CADERNO DA CIDADANIA > VIOLÊNCIA CONTRA JORNALISTAS

Negligência leva à morte de jornalista nepalês

06/10/2005 na edição 349

A organização Repórteres Sem Fronteiras [5/10/05] demonstrou indignação com a morte do jornalista Maheshwor Pahari, na terça-feira (4/10), por falta de tratamento médico na penitenciária de Pokhara, no Nepal. Pahari sofria de tuberculose e as autoridades recusaram-se diversas vezes a prover tratamento a ele. ‘O governo tem uma clara responsabilidade na morte deste jovem jornalista [Pahari tinha 30 anos] e pedimos que o representante de direitos humanos da ONU no Nepal, Ian Martin, inicie uma investigação sobre o caso. Depois desta morte, o governo deve liberar os outros três jornalistas presos no país’, declarou a RSF.


Pahari trabalhava para o semanário Rastriya Swabhiman, que parou de ser publicado depois que os rebeldes maoístas interromperam o cessar-fogo, em agosto de 2003. Ele foi preso em janeiro de 2004 e vivia em uma cela com capacidade para 20 pessoas que abrigava 100 presos.


Pahari é a vítima mais recente da política das forças de segurança do Nepal contra qualquer pessoa suspeita de ser simpatizante aos rebeldes maoístas. Uma semana antes de morrer, o jornalista foi transferido para um hospital regional, mas os médicos alegaram que ele deveria ser tratado em Katmandu – pedido recusado pelas autoridades, que também proibiram que amigos o visitassem.

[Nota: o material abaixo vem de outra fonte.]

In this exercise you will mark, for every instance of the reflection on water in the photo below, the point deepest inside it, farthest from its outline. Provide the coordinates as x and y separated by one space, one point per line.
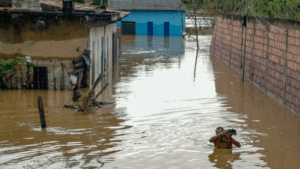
163 116
223 158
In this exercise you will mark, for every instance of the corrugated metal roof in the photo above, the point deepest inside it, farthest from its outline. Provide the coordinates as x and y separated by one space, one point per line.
78 6
161 5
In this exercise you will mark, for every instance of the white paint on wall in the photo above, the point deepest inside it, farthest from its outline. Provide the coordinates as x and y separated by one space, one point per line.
96 35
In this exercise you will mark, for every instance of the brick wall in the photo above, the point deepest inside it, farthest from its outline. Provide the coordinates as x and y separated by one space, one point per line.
26 4
268 63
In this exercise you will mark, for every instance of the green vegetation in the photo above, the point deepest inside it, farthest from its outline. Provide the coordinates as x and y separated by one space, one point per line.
98 2
8 65
287 9
95 2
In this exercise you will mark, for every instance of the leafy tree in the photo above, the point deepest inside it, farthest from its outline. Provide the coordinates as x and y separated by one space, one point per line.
8 65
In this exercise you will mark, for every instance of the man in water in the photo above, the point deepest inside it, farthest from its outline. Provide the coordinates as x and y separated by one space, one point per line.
223 140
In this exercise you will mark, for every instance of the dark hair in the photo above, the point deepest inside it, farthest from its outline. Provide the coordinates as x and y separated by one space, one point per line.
220 128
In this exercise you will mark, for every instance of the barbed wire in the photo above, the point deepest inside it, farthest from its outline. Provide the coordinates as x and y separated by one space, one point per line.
266 20
265 28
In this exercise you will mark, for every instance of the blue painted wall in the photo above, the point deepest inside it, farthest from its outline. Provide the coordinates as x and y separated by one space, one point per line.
171 46
158 18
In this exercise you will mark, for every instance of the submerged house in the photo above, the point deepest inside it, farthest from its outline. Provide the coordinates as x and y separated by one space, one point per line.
151 17
53 38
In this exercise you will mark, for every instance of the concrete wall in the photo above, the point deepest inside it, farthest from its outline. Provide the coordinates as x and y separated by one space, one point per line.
268 64
26 4
42 36
95 45
158 18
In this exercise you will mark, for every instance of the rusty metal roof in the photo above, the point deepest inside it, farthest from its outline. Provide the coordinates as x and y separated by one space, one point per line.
79 6
161 5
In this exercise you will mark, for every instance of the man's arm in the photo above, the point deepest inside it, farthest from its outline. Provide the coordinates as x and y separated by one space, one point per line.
236 143
214 138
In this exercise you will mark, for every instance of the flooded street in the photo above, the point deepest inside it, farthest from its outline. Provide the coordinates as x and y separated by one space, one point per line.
163 115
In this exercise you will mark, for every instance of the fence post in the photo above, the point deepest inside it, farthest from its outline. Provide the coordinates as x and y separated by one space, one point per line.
222 44
244 57
242 42
63 77
253 46
54 79
216 32
231 27
41 111
285 66
267 58
28 76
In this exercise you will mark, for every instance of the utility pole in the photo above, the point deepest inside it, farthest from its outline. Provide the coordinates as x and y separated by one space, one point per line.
196 25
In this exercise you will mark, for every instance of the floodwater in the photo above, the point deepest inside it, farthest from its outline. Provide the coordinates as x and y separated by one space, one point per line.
163 115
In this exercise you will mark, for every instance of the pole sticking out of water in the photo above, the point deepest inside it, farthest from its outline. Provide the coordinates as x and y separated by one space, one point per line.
181 19
41 111
196 25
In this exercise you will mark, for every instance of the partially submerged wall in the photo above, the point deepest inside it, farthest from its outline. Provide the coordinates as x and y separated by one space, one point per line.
42 35
272 60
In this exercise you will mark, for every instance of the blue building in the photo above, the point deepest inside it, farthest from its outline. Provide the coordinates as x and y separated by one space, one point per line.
151 17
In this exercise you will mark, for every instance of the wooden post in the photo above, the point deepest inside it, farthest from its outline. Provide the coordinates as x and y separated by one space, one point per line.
54 79
28 76
267 59
63 76
41 111
181 18
216 28
242 42
253 46
196 25
231 27
38 75
285 66
222 40
244 55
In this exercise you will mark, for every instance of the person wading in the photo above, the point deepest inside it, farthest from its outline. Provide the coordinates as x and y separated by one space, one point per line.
223 140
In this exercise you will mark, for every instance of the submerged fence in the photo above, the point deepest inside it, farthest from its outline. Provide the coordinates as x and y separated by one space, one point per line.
272 54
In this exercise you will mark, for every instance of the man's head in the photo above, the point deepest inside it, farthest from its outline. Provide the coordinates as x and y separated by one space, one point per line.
219 130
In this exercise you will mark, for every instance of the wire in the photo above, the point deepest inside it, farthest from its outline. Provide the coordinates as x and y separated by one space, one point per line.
266 21
264 28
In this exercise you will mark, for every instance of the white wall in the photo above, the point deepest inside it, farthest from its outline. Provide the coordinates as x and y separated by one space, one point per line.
96 34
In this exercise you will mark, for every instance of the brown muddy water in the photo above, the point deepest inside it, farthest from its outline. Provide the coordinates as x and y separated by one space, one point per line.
163 115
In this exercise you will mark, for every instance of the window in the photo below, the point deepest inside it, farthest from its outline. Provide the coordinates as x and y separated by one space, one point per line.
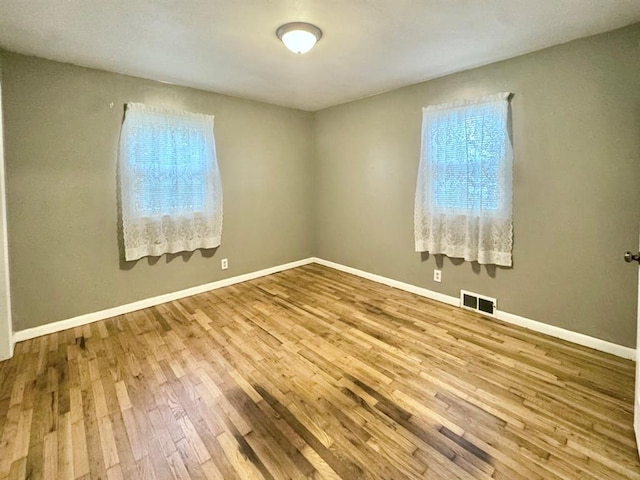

Ucraniano tem carro incendiado


O presidente da Ucrânia, Viktor Yushchenko, pediu uma investigação sobre um ataque à bomba, no dia 30/9, ao carro do editor da revista de celebridades Paparazzi, Walid Harfouch, que estaria supostamente planejando publicar fotos das férias do filho adolescente do presidente, Andriy, e de sua namorada. O editor não estava no carro no momento da explosão. Yushchenko pediu ao ministro do Interior, Yuriy Lutsenko, para liderar pessoalmente a investigação, afirmando que ela deveria ser conduzida o mais rápido possível ‘para que não sejam feitas especulações sobre o caso’.


A suposta edição da revista com fotos do filho de Yushchenko foi tema de uma matéria publicada no tablóide em língua inglesa Kiev Post, no mês passado. A equipe da revista alega que, depois disso, passou a sofrer pressões para não publicar as fotos do adolescente. A porta-voz de Yushchenko, Irina Gerashchenko, afirmou que, ‘para o presidente, o princípio da liberdade de expressão é imutável. Ele e sua família nunca permitiriam que qualquer um tentasse pressionar os jornalistas sobre este tipo de material’. Irina pediu que o editor fizesse uma reclamação formal à polícia sobre as pressões que vinha sofrendo.


O filho do presidente envolveu-se em um escândalo há alguns meses ao reagir à divulgação de uma matéria em um sítio ucraniano mostrando uma foto dele em um carro de 130 mil euros e acusando-o de viver dentro de um padrão econômico que não condiz com um jovem de 19 anos. O presidente pediu desculpas posteriormente pela atitude do filho. Informações da AP [3/10/05].